A Trump presidency, according to the 2024 GOP Platform’s Trump Vance manifesto, would repeal Biden’s “dangerous Executive Order that hinders AI Innovation, and imposes Radical Leftwing ideas on the development of this technology.
The makeup of a post-election Congress will be a critical for getting regulatory oversight of AI development over the line – whether that be light touch regulation or a wholesale review of the way it is becoming widely developed and adopted. All polls predict that a majority Republican Congress is more likely than a Democrat one.
The precarious balance of innovation versus safety concerns around AI is ongoing and complex. The wider technology industry – with a largely ideologically neutral position – is simply trying to harness the growth potential that AI presents.
Netskope global CIO Mike Anderson says that the global tech industry stands at a crossroads where innovation and regulation must strike a careful balance. “As we approach the US election, one thing is clear: over-regulation could put us at a disadvantage in the race to harness technologies like generative AI. Bad actors aren’t waiting on regulation, and we can’t hold ourselves back, either.
Instead, we should focus on advancing AI responsibly to ensure it can be a powerful tool in countering global threats. If we get bogged down in red tape, we risk ceding critical ground to those who don’t play by the same rules.”

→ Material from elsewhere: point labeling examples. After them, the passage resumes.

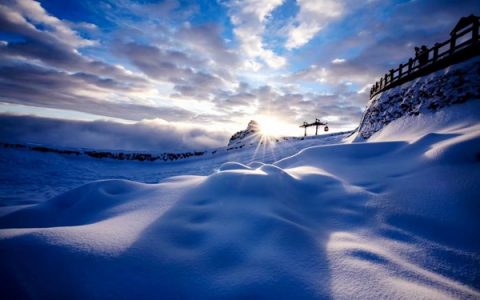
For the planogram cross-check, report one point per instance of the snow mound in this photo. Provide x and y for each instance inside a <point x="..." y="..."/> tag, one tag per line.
<point x="383" y="219"/>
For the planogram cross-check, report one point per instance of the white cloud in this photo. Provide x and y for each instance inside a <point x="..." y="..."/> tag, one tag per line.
<point x="311" y="18"/>
<point x="338" y="61"/>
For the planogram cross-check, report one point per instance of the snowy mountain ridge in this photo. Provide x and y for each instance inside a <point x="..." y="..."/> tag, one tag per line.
<point x="455" y="84"/>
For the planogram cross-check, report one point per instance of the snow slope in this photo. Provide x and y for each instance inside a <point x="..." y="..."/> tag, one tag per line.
<point x="396" y="217"/>
<point x="455" y="84"/>
<point x="28" y="177"/>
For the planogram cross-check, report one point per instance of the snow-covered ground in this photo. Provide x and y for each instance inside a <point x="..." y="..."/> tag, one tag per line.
<point x="28" y="177"/>
<point x="394" y="217"/>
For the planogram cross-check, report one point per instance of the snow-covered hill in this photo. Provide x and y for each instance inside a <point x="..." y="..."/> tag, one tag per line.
<point x="57" y="170"/>
<point x="455" y="84"/>
<point x="393" y="217"/>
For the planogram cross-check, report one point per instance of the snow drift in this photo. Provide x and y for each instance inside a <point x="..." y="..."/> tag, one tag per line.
<point x="456" y="84"/>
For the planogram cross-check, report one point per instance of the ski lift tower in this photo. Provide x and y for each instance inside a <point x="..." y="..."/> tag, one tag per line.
<point x="316" y="124"/>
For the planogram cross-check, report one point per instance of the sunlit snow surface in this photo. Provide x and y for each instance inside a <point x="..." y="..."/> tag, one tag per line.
<point x="395" y="217"/>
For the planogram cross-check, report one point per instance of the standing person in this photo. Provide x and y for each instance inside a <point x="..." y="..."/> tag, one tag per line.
<point x="423" y="55"/>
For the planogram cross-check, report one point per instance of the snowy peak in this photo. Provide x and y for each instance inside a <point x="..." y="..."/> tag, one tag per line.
<point x="252" y="129"/>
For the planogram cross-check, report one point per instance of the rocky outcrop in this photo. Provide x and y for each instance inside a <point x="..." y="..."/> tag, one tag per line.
<point x="455" y="84"/>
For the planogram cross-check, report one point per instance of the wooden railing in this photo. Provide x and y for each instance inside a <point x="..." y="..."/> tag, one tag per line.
<point x="462" y="45"/>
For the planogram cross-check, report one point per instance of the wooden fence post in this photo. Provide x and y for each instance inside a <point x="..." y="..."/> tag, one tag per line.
<point x="475" y="31"/>
<point x="435" y="52"/>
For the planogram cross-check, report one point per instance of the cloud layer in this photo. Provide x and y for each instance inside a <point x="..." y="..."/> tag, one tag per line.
<point x="211" y="64"/>
<point x="153" y="135"/>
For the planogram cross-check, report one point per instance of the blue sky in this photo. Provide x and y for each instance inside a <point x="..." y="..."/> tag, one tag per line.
<point x="207" y="66"/>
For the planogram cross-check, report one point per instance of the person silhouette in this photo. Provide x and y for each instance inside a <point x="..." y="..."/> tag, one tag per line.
<point x="423" y="55"/>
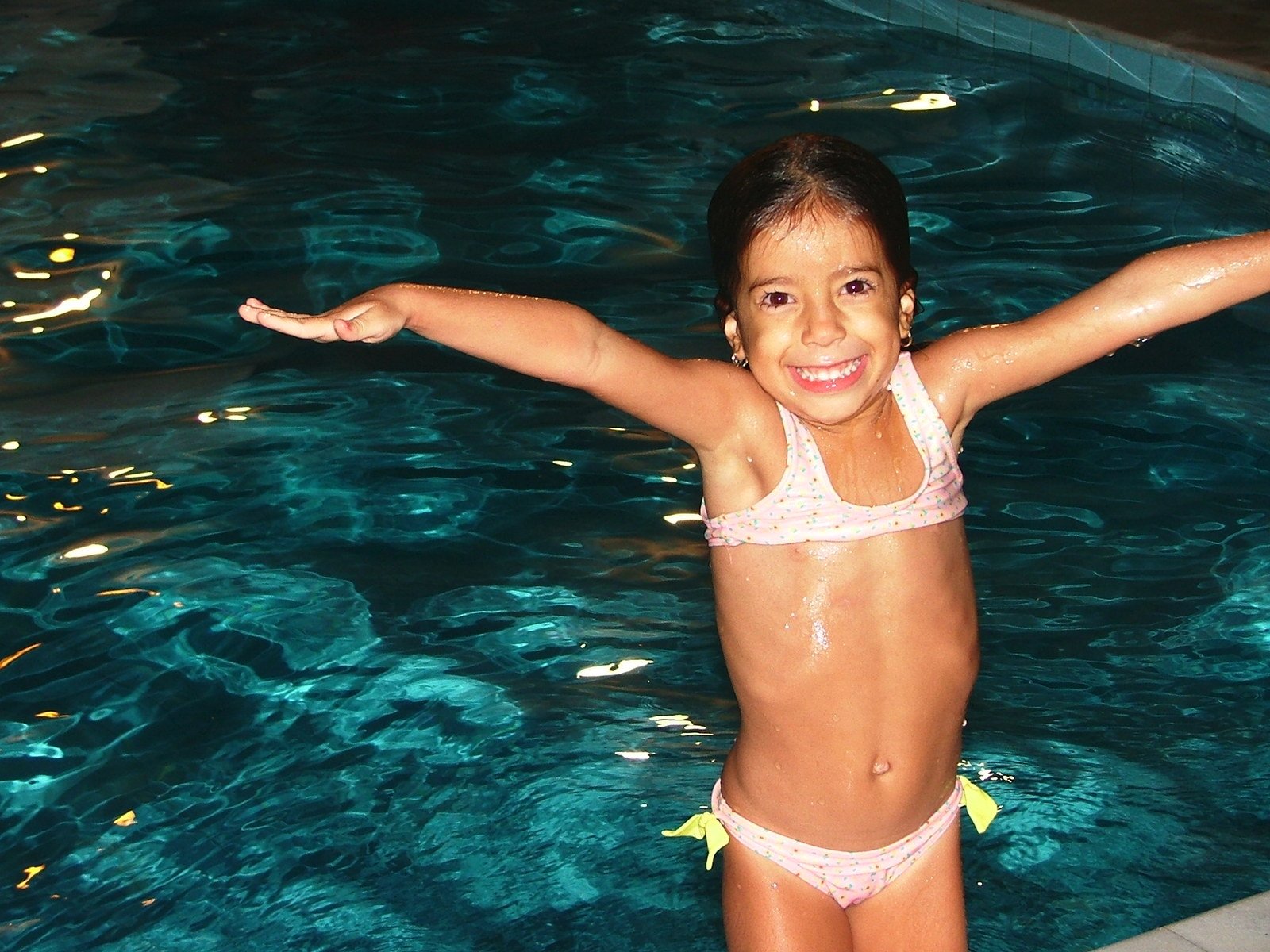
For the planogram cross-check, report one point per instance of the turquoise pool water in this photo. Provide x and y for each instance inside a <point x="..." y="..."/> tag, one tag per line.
<point x="291" y="635"/>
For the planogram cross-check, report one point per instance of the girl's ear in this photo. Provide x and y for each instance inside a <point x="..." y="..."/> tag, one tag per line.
<point x="907" y="311"/>
<point x="732" y="330"/>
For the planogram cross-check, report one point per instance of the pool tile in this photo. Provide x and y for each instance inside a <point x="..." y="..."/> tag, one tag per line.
<point x="1172" y="79"/>
<point x="1130" y="67"/>
<point x="1052" y="42"/>
<point x="975" y="25"/>
<point x="1253" y="105"/>
<point x="1213" y="89"/>
<point x="941" y="16"/>
<point x="905" y="13"/>
<point x="1090" y="54"/>
<point x="1013" y="33"/>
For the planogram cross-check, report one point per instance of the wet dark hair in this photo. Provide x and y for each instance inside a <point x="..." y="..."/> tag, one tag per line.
<point x="804" y="173"/>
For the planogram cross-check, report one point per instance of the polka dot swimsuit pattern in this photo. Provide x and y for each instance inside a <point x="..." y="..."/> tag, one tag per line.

Most technology businesses can only prepare for the regulation that currently exists – namely the EU’s AI Act. Indian multinational IT products and services giant HCLTech’s CTO, Vijay Guntur, says that by certifying products and services according to the EU’s AI Act, companies can broadly ensure compliance. But, as always, the broader response to any business challenge, including regulation, is nuanced.
Guntur’s hope is that while regulation becomes more pervasive, it will also become more thoughtful in defining areas of high-risk for AI development “but there will be many areas where a light touch is appropriate to get products and services to customers. So, we are preparing ourselves as an organisation for multi-tier regulation,” adds Guntur.
Trump’s pledge to crypto and space optimists
Trump has resonated with the libertarian streak running through the heart of Silicon Valley’s left leaning culture, homing in on the most libertarian of all its global exports: cryptocurrency. Designed to create a new financial world order free from the constraints of centralised government control, Trump has publicly pledged to end the Democrat’s efforts to crackdown on cryptocurrencies with increased regulation, as well as opposing plans for the creation of central bank digital currencies – digital money controlled by government.
Trump has also pledged to create a robust manufacturing industry in Near Earth Orbit, sending astronauts back to the moon, and onward to Mars, enhancing partnerships with the rapidly expanding commercial space sector to “revolutionise our ability to access, live in, and develop assets in space.”
If Musk was the mark, then Trump hit the target hard. Aspirations of space travel, and tariffs on Chinese EVs, as well as tax cuts all have the leader of the Silicon Valley for Trump pack ready to don a red baseball camp and hold a fist up to rally crowds in support of his chosen candidate.